In re Nichols

22 F. Supp. 694 | W.D. Ky. | 1938

HAMILTON, District Judge.

On November 1, 1937, in these proceedings, Oscar T. Nichols was adjudged a bankrupt, and listed the Goodrich Tire & Rubber Company as a creditor to whom he owed $40. This indebtedness was incurred for automobile tires purchased from the creditor under an unrecorded conditional sales contract. The bankrupt also listed as a creditor the Guaranty Finance Company, to which he was indebted in the sum of $465, secured by a recorded mortgage on an automobile and its tires, which he had acquired from the Goodrich Company.

On January 6, 1938, the referee, on the petition of the trustee, entered an order directing him to renounce all right, title, and interest in the automobile and tires, because the lien indebtedness of the Guaranty Finance Company was in excess of their market value.

After the bankrupt’s adjudication and the renouncement of all interest in the automobile and its .tires, the Goodrich Company by letter demanded that the bankrupt pay its indebtedness, and in its letter threatened to garnishee the bankrupt’s wages, calling to his attention the evil consequences that he would incur by reason of garnishment.

On January 14, 1938, the Goodrich Company instituted in Magistrate Rehm’s court in Jefferson county, Ky., an action against the bankrupt, seeking to repossess its tires under the conditional sales contract. The bankrupt pleaded as a bar to the action in the state court the pendency of the bankruptcy proceedings in this court, and the Goodrich Company in reply pleaded the order of the referee renouncing all interest in the automobile and its tires.

The Guaranty Finance Company refused to intervene in the magistrate’s court to protect its lien, and on final hearing the court decreed delivery of the tires to the Goodrich Company. J. Toner, a constable in Magistrate Rehm’s court, took possession *695of the tires and delivered them to the Goodrich Company.

The proceedings here are in substance a supplementary and an ancillary bill in equity in aid of and to effectuate the adjudication and order made by this court.

The court has jurisdiction to grant the relief asked if the facts require it to exercise such power. Local Loan Company v. Hunt, 292 U.S. 234, 235, 54 S.Ct. 695, 696, 78 L.Ed. 1230, 93 A.L.R. 195.

The principal purpose of the Bankruptcy Act, 11 U.S.C.A. § 1 et seq., is to “relieve the honest debtor from the weight of oppressive indebtedness, and permit him to start afresh free from the obligations and responsibilities consequent upon business misfortunes.” Williams v. United States Fidelity & Guaranty Company, 236 U.S. 549, 555, 35 S.Ct. 289, 290, 59 L.Ed. 713.

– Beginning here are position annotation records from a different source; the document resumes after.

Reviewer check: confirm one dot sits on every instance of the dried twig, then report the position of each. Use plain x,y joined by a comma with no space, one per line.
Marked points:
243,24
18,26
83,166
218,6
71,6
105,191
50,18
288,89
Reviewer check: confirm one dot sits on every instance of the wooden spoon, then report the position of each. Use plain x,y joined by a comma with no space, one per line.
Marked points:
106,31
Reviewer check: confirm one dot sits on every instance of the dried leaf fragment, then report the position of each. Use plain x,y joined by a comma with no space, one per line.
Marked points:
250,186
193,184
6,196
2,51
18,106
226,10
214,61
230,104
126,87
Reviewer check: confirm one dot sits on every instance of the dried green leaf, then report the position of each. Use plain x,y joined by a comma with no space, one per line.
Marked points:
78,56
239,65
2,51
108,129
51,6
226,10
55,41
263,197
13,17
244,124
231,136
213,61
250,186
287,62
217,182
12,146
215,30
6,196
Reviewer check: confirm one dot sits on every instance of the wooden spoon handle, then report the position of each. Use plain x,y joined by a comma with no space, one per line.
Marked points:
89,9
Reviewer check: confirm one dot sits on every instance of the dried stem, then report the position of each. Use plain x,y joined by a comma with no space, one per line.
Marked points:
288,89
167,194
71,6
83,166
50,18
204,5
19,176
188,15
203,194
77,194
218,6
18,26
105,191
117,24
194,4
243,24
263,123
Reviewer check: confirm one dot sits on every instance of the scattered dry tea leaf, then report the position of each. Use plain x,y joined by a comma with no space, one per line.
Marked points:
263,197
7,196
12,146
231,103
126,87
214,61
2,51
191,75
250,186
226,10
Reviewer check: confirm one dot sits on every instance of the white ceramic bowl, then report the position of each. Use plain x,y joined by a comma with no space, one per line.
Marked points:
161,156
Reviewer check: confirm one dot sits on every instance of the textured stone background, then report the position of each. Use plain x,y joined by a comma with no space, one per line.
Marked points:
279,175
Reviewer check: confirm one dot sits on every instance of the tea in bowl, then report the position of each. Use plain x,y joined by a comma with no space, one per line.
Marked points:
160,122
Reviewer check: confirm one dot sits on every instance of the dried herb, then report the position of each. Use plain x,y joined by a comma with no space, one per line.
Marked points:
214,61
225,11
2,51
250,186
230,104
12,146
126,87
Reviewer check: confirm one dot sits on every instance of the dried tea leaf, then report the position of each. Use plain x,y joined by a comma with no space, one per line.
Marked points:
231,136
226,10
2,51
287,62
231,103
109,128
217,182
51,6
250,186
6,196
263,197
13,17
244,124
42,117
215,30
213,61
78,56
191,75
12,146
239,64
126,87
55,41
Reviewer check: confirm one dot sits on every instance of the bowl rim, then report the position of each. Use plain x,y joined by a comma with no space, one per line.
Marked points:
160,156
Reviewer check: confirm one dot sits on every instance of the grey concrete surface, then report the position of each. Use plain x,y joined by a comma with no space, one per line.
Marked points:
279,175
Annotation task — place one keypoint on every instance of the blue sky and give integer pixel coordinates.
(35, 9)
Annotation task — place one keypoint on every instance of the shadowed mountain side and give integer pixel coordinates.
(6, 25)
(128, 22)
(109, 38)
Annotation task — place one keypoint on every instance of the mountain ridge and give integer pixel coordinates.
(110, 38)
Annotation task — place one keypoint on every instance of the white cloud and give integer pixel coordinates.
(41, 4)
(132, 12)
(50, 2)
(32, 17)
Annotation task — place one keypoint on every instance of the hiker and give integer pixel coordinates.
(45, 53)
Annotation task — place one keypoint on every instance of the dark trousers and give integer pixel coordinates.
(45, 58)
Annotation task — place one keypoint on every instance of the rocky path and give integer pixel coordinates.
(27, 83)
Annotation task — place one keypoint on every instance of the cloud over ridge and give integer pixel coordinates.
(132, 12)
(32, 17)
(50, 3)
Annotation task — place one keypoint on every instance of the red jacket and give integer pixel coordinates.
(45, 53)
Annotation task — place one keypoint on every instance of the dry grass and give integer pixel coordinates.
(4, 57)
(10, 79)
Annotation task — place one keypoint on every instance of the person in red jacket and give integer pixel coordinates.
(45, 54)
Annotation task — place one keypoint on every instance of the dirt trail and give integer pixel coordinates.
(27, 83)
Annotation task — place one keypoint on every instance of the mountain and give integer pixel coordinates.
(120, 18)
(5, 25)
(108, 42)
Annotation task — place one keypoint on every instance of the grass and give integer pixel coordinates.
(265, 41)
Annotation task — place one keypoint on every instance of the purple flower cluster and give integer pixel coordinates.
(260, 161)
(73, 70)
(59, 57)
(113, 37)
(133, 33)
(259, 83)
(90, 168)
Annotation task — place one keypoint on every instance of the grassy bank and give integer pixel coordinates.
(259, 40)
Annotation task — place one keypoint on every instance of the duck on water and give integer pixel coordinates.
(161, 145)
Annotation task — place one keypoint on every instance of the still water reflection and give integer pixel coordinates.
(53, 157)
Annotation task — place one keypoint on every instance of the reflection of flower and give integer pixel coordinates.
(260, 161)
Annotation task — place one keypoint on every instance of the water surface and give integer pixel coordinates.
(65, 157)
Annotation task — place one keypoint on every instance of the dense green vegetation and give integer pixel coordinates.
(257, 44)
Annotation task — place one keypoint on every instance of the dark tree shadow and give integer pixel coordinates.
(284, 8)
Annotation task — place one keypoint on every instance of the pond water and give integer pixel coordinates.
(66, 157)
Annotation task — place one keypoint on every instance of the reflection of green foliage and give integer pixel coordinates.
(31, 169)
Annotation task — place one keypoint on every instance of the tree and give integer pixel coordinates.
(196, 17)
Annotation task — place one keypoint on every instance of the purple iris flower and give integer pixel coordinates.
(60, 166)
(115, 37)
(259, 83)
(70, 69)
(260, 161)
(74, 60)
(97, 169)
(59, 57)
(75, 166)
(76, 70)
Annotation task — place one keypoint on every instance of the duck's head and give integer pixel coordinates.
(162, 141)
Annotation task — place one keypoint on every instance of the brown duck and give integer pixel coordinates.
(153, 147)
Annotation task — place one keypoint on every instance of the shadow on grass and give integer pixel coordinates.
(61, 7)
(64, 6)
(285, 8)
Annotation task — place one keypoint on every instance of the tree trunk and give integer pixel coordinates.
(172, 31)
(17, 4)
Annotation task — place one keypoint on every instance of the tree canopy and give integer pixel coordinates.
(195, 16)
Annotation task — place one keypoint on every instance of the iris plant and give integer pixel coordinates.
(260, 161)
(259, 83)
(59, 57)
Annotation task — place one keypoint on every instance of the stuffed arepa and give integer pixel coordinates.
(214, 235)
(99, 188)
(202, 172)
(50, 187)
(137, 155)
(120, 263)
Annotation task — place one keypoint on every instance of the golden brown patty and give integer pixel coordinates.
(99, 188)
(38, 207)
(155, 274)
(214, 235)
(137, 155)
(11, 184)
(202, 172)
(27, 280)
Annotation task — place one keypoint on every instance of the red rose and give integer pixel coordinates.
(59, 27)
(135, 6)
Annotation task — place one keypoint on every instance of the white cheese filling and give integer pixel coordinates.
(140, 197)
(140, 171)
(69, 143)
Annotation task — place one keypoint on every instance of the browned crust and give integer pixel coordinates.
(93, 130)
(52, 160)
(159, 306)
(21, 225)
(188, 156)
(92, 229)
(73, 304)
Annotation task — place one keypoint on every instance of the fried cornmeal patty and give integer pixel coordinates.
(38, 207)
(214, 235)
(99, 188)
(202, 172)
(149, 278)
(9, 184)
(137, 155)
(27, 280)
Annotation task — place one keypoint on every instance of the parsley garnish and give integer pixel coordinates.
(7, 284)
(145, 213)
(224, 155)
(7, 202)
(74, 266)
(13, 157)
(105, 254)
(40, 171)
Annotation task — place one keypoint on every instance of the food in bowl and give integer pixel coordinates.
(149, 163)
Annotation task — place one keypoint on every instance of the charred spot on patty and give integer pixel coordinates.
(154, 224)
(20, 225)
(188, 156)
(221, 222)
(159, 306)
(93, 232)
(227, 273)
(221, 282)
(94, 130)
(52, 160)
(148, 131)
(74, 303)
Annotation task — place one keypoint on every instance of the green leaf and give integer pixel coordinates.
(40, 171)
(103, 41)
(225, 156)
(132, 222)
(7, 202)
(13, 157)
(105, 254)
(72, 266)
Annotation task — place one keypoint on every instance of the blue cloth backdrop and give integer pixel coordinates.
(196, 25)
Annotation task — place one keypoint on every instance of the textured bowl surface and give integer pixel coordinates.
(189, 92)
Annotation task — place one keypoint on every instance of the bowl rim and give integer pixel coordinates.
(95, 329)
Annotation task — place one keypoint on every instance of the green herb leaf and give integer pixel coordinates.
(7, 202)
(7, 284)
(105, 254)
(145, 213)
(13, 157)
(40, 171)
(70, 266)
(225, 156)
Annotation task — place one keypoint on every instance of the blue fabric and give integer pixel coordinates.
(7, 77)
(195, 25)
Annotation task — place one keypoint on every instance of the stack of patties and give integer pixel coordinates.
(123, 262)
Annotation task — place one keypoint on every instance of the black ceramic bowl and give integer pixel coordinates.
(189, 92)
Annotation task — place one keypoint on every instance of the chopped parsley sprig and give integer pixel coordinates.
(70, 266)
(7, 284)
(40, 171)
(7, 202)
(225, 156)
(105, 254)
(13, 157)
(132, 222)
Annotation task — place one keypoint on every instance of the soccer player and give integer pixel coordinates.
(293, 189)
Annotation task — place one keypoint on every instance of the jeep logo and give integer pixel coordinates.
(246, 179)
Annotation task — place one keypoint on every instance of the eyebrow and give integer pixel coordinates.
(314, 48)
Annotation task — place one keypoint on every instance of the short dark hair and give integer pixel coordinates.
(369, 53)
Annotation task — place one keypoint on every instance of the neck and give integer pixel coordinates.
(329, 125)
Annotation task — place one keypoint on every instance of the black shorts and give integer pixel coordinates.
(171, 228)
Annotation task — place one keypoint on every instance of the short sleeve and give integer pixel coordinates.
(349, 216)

Bearing in mind the above purpose, it is the duty of the court to make effective its adjudication and prevent harassment by a creditor of a debtor after he has been adjudged a bankrupt.

If creditors were as diligent in investigating the responsibility of an applicant for a loan or a purchase under a conditional sales contract before making the loan or sale, as they are in attempting to collect after the indebtedness has been incurred, there would be fewer cases in bankruptcy and the losses incurred in trade would be greatly reduced.

The tires involved were released by the bankruptcy court for the purpose of discharging the lien of the Finance Company, and there would have been no release to the Goodrich Company because its conditional sales contract was unrecorded. The bankrupt’s indebtedness to the Tire Company was an obligation dischargeable in the proceedings here, and if the creditor can continue to collect its indebtedness by repossessing the tires, the discharge to the debtor would be worthless. The customary procedure where a bankrupt seeks to avail himself of a discharge from a judgment recovered in a state court is for him to go into the court where the action is pending and there interpose his alleged bar. In re Scheffler, 2 Cir., 68 F.2d 902; In re Havens, 2 Cir., 272 F. 975; In re Madden, D.C., 257 F. 581. However, the bankruptcy court should make effectual its judgments, and where a state court of limited jurisdiction ignores the judgment of the bankruptcy court, the latter should not hesitate to exercise its power to protect the debtor.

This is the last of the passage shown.